Excessively priced drugs make for a common headline these days. 60% of adults in the United States take prescription drugs, and spending on those drugs totaled $424 billion in 2014 and rose an additional 10% in 2015. Earlier this year, the executive of Turing Pharmaceuticals, Martin Shkreli testified before Congress about the overnight 5,000% increase of Daraprim, the drug used to treat HIV. Last week, another headline was added when the health insurance company Anthem filed a lawsuit in New York against pharmacy benefit manager, Express Scripts, over drug prices.
Anthem is suing Express Scripts for about $15 billion dollars in damages related to excessive charges and operational problems. Anthem argues that Express Scripts failed to provide drug prices within the “competitive benchmark” of drug prices that Express Scripts is required to follow. Anthem also alleges that Express Scripts stalled and refused talks to negotiate prices, especially prices of off-brand cheaper drugs.
As a pharmacy benefit manager, or PBM, Express Scripts controls prescription drug plans for insurance companies, employers, and government agencies, and has a forceful purchasing power it can use to negotiate drug prices. Anthem provides health insurance coverage for 38.6 million people and is the country’s second-largest health insurer. It sold its pharmacy benefit management to Express Scripts in 2009.
Another group also joined the drug pricing debate this week.The American College of Physicians, a group of over 143,000 internal medicine doctors, recently published a paper calling for the government and other members of health care industry to rein in escalating costs. The group noted that the United States is the only country member of the 34-member Organization for Economic Cooperation and Development (a group that includes almost all advanced economies in the world) that does not have governmental regulation of drug prices.
The American College of Physicians (ACP) offered seven suggestions to help rein in prices, including:
- Requiring pharmaceutical companies to disclose actual material and production costs
- Allowing Medicare and other publicly funded healthcare programs to negotiate drug prices (currently, Medicare is not allowed to negotiate)

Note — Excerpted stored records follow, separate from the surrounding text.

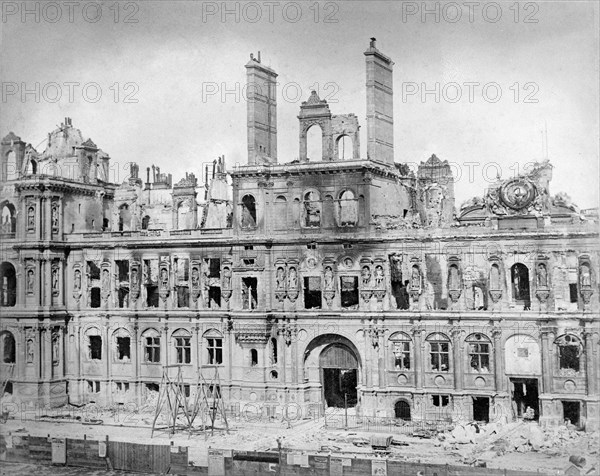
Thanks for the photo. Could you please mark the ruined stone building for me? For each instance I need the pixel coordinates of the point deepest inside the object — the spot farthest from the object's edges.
(303, 281)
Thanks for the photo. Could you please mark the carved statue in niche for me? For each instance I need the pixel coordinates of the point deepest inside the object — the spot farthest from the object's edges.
(585, 275)
(30, 351)
(366, 276)
(226, 278)
(77, 280)
(415, 279)
(379, 278)
(55, 217)
(30, 281)
(195, 277)
(31, 218)
(164, 278)
(495, 278)
(328, 280)
(542, 275)
(280, 278)
(292, 279)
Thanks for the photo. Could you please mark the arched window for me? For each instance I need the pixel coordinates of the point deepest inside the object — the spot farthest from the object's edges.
(439, 352)
(8, 281)
(151, 343)
(348, 209)
(214, 346)
(122, 345)
(182, 340)
(248, 212)
(479, 352)
(7, 341)
(11, 166)
(344, 148)
(570, 351)
(314, 143)
(312, 209)
(401, 350)
(520, 284)
(9, 220)
(402, 410)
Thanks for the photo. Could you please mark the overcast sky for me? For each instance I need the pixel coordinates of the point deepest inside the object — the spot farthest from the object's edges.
(541, 56)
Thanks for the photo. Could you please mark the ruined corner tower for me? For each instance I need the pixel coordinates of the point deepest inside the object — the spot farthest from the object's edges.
(262, 112)
(380, 108)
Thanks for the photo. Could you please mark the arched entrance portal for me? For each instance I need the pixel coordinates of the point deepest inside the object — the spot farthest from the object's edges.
(339, 375)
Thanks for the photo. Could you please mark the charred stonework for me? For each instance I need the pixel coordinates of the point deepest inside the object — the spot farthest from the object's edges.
(303, 281)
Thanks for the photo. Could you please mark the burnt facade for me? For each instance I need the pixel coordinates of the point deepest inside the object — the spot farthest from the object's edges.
(304, 282)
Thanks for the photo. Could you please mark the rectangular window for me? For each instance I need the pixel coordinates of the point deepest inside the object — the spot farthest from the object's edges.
(215, 351)
(349, 291)
(402, 355)
(573, 292)
(183, 349)
(312, 292)
(569, 357)
(440, 400)
(95, 348)
(479, 356)
(152, 296)
(123, 348)
(214, 297)
(152, 350)
(440, 361)
(249, 293)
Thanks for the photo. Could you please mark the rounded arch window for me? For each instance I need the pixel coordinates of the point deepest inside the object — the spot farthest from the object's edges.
(479, 349)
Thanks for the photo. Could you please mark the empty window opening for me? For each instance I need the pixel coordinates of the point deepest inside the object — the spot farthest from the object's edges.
(95, 347)
(571, 412)
(573, 292)
(214, 297)
(249, 293)
(215, 351)
(525, 403)
(152, 350)
(481, 409)
(349, 291)
(152, 296)
(520, 285)
(274, 351)
(312, 292)
(569, 351)
(402, 410)
(123, 348)
(440, 400)
(248, 207)
(183, 350)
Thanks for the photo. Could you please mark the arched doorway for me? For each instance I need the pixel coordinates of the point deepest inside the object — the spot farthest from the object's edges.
(402, 410)
(339, 375)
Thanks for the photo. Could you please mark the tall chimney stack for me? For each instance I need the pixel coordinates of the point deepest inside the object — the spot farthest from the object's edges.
(380, 106)
(261, 112)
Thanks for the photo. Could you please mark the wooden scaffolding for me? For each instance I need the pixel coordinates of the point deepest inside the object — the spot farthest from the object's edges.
(181, 411)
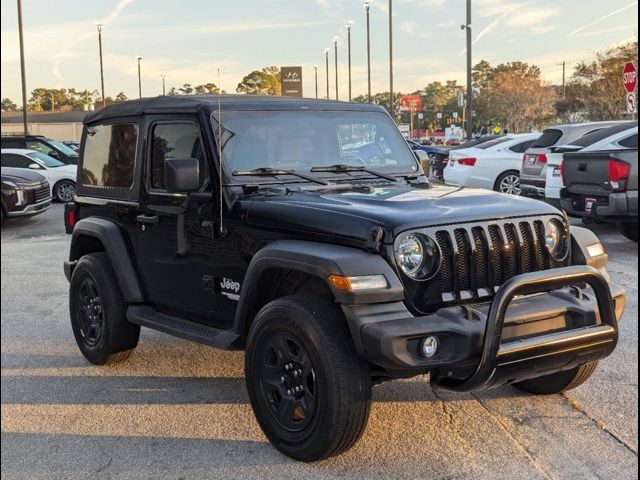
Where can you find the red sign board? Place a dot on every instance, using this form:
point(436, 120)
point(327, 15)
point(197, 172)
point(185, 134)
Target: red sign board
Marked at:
point(410, 102)
point(630, 77)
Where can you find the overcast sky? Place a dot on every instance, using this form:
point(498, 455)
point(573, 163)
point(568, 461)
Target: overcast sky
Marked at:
point(188, 40)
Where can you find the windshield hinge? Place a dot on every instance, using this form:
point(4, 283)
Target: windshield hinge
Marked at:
point(374, 241)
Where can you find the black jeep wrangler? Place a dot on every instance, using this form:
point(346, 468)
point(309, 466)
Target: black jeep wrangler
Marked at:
point(306, 233)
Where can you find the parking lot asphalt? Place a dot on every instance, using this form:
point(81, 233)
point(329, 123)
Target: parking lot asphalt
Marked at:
point(179, 410)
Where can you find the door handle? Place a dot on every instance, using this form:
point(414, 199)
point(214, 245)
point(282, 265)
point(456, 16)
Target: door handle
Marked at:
point(147, 219)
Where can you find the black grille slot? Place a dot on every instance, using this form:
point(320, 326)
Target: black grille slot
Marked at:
point(481, 258)
point(511, 251)
point(446, 269)
point(495, 254)
point(463, 267)
point(527, 252)
point(542, 261)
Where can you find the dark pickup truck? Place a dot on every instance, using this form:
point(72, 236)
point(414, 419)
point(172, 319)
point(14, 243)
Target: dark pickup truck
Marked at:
point(603, 186)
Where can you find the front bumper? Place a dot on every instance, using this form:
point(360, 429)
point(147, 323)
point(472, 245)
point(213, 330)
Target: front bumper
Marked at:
point(538, 323)
point(29, 210)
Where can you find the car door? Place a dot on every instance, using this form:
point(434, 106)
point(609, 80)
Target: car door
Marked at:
point(182, 260)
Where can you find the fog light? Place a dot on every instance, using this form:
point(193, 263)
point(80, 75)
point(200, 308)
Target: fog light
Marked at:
point(429, 347)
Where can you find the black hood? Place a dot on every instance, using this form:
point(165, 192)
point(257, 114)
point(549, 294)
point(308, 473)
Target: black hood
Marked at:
point(394, 208)
point(20, 175)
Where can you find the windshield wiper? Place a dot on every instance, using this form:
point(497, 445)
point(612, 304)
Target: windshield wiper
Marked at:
point(273, 172)
point(352, 168)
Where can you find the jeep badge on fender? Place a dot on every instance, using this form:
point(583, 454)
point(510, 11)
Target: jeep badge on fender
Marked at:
point(344, 265)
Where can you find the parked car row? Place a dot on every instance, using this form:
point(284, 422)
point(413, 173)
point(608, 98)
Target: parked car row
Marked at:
point(587, 169)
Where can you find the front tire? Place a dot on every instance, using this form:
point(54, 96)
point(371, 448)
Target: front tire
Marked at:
point(98, 312)
point(64, 191)
point(508, 182)
point(558, 382)
point(309, 389)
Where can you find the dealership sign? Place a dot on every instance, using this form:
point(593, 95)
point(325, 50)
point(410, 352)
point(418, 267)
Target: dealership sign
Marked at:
point(410, 103)
point(291, 81)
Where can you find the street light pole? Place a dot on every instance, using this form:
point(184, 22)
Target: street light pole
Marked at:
point(335, 57)
point(348, 25)
point(139, 58)
point(469, 110)
point(163, 76)
point(22, 71)
point(326, 59)
point(367, 4)
point(391, 102)
point(99, 25)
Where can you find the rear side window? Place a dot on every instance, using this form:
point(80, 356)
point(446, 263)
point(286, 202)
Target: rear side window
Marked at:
point(629, 142)
point(548, 138)
point(175, 140)
point(110, 155)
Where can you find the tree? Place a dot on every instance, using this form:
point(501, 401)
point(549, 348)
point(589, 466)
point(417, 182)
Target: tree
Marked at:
point(8, 105)
point(513, 96)
point(264, 82)
point(594, 91)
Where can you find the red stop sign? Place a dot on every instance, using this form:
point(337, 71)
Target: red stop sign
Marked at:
point(630, 77)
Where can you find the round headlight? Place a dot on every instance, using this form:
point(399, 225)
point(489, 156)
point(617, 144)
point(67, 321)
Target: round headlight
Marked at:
point(418, 256)
point(409, 255)
point(554, 238)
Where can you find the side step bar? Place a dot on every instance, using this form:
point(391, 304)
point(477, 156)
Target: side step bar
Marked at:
point(146, 316)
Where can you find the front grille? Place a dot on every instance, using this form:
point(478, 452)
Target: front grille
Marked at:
point(42, 192)
point(476, 259)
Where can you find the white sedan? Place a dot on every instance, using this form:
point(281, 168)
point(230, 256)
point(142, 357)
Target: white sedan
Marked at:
point(493, 165)
point(61, 177)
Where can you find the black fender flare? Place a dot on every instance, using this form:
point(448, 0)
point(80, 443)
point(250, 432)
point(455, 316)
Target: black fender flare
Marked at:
point(320, 260)
point(109, 234)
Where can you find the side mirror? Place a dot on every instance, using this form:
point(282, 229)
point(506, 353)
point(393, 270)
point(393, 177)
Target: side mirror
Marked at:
point(181, 175)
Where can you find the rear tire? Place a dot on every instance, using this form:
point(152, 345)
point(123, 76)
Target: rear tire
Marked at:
point(98, 312)
point(508, 182)
point(302, 342)
point(558, 382)
point(629, 230)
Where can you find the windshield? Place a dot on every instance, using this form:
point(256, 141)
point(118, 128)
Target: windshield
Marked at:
point(301, 140)
point(45, 159)
point(62, 148)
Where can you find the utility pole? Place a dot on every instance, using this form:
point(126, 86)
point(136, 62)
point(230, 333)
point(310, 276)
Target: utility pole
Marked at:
point(22, 71)
point(391, 102)
point(335, 57)
point(139, 58)
point(163, 77)
point(348, 25)
point(367, 4)
point(469, 111)
point(99, 25)
point(326, 59)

- Funding research about better pricing models
- Reducing current regulations to allow for imported drugs (the FDA currently opposes drug imports and cites safety reasons)
- Lessening financial burdens on low-income prescription drug users
- Generally, the ACP hopes to increase transparency in the drug pricing production to find a way to improve the system.
Other healthcare providers are required to justify premium and high prices: insurance companies have to justify rate increases to regulators in the states, hospitals and doctors negotiate treatment costs with insurers, and all groups are increasingly required to report data about the quality and efficiency of care. Pharmaceutical companies do not have to report as much data, and major organizations, like Medicare, are currently powerless to negotiate drug prices with pharmaceutical companies.
Consumers can take on hefty drug prices in their own way by following these steps:
- Ask pharmacists if you are getting the best price; there may be discounts and coupons available.
- Look online to compare your costs.
- Check independent drugstores, they sometimes have lower prices than chain stores.
- Don’t always use your insurance, sometimes generic drugs are offered at lower prices out of insurance.